Some people like to imagine life as a story, and death as a neat end to that story, tying up all the loose ends. They suppose that everything that happens is meant to be, with people existing as mere characters with storylines ordained by some kind of cosmic director.

Real life is rarely so clear as that.

The Cantonese describe an emotion more common among the dying with their phrase sǐ bù míng mù (死不冥目). It refers to the feeling of approaching death with the knowledge that a grievance will never be resolved.

Many people have an intolerance for negativity, attempting through cajoling, coercion, and even outright force to wrest people into a positive frame. Look on the bright side of the situation, we’re told. There’s always a silver lining, they say. Don’t worry, things will get better.

Only the most fortunate can deny, however, that sometimes, things don’t get better. Sometimes, there really isn’t a bright side, because some dark clouds have no glowing margins, and grow ever darker until the moment that they release their lightning, with death and wreckage to follow. Some people achieve moments where justice seems to be achieved, but most of the injustices of life never go away. We learn to live with them, and eventually, to die with them still casting their shadows. Time does not heal all wounds. It causes some wounds to fester and spread.

Sǐ bù míng mù may be a Cantonese phrase, but it’s an emotional concept many outside the borders of China can understand. In European medieval culture, there was belief in the existence of revenants. These beings were the dead, returned in some physical or spiritual form to the world of the living because of the emotional power of the unresolved grievances that they died with.
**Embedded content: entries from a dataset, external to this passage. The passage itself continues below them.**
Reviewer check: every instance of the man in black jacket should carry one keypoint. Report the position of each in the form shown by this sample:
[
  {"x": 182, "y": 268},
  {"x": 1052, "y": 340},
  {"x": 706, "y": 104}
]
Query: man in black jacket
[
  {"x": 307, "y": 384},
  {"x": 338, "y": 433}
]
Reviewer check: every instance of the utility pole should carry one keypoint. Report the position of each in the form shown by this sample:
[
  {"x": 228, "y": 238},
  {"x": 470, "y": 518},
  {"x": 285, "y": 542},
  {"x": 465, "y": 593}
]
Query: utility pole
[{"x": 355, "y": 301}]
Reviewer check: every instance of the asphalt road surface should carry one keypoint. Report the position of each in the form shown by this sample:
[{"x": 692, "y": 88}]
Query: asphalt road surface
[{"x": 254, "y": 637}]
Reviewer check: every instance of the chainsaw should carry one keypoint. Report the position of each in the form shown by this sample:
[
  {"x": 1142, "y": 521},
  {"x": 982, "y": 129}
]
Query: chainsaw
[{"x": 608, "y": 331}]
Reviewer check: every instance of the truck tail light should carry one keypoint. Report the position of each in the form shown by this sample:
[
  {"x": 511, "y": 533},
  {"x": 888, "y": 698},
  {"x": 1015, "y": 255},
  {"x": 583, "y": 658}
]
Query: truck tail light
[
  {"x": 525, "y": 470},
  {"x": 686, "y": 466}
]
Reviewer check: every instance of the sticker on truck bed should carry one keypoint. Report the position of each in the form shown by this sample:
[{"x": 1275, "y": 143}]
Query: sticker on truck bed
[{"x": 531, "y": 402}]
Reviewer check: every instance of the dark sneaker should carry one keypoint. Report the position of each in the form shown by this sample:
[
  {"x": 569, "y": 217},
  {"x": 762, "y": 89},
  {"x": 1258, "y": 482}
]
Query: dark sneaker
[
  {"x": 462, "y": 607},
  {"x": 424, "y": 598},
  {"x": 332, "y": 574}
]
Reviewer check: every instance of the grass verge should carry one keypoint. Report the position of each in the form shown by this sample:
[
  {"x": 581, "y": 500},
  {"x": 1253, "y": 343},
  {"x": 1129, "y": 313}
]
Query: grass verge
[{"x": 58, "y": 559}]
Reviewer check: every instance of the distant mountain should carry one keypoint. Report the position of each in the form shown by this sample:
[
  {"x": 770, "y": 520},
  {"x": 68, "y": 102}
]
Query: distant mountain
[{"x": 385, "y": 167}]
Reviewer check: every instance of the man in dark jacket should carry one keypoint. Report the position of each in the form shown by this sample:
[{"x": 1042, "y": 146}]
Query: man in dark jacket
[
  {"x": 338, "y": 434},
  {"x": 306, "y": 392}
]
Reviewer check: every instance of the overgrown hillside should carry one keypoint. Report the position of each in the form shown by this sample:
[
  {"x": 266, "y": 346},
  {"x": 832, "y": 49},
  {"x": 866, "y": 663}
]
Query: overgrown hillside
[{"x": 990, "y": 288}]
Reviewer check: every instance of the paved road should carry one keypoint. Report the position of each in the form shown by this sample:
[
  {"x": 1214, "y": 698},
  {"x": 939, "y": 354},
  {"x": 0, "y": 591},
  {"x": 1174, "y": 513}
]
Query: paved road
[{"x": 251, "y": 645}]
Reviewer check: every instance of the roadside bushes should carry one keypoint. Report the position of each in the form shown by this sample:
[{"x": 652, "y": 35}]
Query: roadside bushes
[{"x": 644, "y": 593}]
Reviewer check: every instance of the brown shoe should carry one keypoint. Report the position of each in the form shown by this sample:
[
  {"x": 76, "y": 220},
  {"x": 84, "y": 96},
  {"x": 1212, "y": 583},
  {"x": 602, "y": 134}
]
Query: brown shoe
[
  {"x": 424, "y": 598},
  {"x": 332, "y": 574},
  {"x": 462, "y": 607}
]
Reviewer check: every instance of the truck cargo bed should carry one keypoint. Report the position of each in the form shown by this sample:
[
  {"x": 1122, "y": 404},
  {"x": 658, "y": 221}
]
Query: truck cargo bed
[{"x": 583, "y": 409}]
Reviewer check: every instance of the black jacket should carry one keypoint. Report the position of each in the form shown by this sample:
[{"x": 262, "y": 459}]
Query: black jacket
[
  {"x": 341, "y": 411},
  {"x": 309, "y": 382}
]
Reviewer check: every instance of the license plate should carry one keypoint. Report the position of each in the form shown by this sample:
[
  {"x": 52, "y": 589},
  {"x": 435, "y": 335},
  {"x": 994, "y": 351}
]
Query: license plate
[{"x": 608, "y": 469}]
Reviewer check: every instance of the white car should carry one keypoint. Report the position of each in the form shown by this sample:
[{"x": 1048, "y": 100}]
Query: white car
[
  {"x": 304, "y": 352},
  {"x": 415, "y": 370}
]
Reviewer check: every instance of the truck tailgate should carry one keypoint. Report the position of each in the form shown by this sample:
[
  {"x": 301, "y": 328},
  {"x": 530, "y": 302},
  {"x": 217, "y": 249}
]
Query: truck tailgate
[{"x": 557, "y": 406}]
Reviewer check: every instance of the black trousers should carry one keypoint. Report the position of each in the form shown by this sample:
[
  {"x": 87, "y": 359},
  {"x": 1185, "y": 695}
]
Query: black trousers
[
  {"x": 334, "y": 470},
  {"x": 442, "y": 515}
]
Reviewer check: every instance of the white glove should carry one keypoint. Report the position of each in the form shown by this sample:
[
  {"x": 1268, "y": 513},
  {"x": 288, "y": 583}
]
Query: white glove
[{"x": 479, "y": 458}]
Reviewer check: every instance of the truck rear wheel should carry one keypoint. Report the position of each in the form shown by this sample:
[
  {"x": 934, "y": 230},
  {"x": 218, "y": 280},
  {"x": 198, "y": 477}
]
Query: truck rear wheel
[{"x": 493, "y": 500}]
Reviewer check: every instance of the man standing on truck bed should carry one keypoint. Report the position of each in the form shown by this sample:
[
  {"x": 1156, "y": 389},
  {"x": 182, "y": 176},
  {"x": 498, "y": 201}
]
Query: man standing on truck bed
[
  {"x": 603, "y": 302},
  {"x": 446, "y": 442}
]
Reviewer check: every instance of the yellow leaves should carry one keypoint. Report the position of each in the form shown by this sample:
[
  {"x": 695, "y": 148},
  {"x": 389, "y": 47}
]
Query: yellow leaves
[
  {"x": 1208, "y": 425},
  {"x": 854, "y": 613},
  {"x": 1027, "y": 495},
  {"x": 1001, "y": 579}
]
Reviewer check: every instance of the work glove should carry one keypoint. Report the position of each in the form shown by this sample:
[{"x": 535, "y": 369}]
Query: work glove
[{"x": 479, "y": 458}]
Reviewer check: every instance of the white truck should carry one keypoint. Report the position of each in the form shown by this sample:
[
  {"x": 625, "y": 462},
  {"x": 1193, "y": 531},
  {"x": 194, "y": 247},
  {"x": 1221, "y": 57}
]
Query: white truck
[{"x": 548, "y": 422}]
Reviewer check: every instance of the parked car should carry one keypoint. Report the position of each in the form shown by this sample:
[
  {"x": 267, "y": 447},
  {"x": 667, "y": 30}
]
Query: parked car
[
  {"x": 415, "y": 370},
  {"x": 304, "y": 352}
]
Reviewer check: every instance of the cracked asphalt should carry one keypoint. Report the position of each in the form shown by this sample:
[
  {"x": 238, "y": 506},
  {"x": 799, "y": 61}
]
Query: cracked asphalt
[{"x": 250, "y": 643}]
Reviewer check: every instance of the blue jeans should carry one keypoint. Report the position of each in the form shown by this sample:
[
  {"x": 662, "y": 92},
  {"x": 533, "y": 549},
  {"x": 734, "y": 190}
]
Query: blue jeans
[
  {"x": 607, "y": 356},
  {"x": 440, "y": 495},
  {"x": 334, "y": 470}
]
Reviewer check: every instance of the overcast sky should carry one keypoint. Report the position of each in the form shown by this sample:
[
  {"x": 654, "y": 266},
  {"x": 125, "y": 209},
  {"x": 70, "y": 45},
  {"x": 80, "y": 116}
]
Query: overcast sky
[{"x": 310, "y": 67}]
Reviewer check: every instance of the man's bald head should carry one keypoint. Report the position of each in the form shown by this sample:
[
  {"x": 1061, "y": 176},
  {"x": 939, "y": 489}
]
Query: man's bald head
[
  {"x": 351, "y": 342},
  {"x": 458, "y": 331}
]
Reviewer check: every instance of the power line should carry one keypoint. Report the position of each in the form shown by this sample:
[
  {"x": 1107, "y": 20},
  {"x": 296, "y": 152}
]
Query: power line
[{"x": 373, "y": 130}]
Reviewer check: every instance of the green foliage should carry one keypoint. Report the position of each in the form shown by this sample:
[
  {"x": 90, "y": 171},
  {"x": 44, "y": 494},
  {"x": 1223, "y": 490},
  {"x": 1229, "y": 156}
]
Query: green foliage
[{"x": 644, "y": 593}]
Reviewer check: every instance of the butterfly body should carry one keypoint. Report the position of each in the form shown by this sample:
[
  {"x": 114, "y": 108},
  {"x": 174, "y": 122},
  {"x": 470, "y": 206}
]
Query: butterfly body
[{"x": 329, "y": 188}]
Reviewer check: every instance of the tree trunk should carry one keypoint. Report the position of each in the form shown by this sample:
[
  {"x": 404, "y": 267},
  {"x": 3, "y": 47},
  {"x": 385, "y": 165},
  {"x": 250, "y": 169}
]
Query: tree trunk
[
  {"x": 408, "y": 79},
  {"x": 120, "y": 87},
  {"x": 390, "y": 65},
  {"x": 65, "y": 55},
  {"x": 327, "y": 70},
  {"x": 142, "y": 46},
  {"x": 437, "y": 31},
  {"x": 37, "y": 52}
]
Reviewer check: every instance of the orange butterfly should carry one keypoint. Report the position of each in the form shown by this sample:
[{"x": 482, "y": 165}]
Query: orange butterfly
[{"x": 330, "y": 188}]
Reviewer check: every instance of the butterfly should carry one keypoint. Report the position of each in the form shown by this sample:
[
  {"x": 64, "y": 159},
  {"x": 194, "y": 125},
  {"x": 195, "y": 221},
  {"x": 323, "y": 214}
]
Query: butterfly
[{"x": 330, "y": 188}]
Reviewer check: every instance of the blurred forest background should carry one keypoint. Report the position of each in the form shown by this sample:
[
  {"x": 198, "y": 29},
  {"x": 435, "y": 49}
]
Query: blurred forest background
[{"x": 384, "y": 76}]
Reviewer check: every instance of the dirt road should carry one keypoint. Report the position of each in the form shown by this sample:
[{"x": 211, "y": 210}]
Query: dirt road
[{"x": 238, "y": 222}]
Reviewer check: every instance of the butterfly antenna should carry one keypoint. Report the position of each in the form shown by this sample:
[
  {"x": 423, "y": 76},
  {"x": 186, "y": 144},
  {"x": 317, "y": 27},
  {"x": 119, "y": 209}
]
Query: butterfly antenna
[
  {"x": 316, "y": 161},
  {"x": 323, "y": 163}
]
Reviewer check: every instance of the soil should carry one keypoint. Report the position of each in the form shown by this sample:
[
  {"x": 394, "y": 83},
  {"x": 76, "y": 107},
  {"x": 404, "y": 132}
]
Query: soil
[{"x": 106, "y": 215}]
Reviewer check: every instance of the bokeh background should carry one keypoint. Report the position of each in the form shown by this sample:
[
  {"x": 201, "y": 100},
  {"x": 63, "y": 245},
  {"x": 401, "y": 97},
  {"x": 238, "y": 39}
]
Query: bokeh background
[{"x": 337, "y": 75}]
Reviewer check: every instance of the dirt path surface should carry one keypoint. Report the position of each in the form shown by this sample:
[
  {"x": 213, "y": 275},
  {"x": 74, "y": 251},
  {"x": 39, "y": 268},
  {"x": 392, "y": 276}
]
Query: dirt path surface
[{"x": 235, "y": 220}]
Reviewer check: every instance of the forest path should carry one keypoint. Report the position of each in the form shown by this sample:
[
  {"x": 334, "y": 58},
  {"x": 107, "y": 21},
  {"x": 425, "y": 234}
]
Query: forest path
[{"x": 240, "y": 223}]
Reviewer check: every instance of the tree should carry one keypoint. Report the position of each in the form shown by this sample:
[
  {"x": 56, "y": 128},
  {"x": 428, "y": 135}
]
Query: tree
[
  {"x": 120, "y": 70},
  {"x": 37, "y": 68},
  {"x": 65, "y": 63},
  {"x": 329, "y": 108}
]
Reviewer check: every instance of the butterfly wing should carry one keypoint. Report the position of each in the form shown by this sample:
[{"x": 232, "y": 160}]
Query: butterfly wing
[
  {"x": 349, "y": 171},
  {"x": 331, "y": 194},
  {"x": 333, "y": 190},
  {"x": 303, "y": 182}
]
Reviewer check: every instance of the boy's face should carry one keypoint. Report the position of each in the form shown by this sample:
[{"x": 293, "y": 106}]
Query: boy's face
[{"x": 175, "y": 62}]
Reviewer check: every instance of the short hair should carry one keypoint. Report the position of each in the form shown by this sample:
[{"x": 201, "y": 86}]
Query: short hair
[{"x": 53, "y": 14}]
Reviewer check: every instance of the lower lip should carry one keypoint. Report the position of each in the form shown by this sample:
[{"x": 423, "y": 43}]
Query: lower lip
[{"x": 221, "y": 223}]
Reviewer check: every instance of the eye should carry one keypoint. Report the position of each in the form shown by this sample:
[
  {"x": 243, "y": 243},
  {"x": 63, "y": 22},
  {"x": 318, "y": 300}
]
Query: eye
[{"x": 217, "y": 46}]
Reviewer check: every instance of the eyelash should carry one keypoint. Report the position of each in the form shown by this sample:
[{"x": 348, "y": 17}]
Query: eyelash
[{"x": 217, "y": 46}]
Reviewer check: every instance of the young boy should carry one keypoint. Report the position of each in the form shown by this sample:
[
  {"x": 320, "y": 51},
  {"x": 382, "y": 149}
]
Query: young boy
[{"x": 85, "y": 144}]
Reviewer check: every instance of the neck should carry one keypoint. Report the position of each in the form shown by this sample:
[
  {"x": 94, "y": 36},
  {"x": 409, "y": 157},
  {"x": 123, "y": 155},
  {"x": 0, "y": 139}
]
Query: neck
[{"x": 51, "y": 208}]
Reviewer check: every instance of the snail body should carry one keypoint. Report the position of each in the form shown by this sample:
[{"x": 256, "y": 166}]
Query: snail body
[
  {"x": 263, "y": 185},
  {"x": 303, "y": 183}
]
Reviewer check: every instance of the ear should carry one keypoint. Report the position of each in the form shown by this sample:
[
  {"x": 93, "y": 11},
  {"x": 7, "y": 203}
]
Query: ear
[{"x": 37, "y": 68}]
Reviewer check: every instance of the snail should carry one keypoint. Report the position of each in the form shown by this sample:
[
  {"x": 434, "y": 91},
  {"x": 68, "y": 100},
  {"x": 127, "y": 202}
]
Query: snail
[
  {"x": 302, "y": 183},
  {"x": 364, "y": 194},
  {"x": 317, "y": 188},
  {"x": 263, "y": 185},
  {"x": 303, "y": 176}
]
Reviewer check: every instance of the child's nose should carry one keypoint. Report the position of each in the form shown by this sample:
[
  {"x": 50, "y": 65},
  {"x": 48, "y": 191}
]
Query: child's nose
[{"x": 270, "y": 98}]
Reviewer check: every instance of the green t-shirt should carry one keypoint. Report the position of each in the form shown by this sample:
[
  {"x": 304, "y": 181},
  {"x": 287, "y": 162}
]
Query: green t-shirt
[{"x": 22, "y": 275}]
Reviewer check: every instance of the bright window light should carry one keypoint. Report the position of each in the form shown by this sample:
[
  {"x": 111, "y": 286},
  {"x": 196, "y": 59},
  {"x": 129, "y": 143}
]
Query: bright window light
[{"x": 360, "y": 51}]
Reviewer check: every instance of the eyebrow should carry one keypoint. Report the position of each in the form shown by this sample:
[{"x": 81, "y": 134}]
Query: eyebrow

A high degree of emotional granularity provides people with some resilience, enabling them to recognize the specific nature of their feelings as they experience them. Becoming acquainted with a more detailed emotional world isn’t a panacea, though. Knowing your feelings doesn’t prevent bad things from happening, and sometimes, as is the case with sǐ bù míng mù, the most we can get from a particular grain of new emotional understanding is a more focused view of the path through suffering on the way to complete destruction.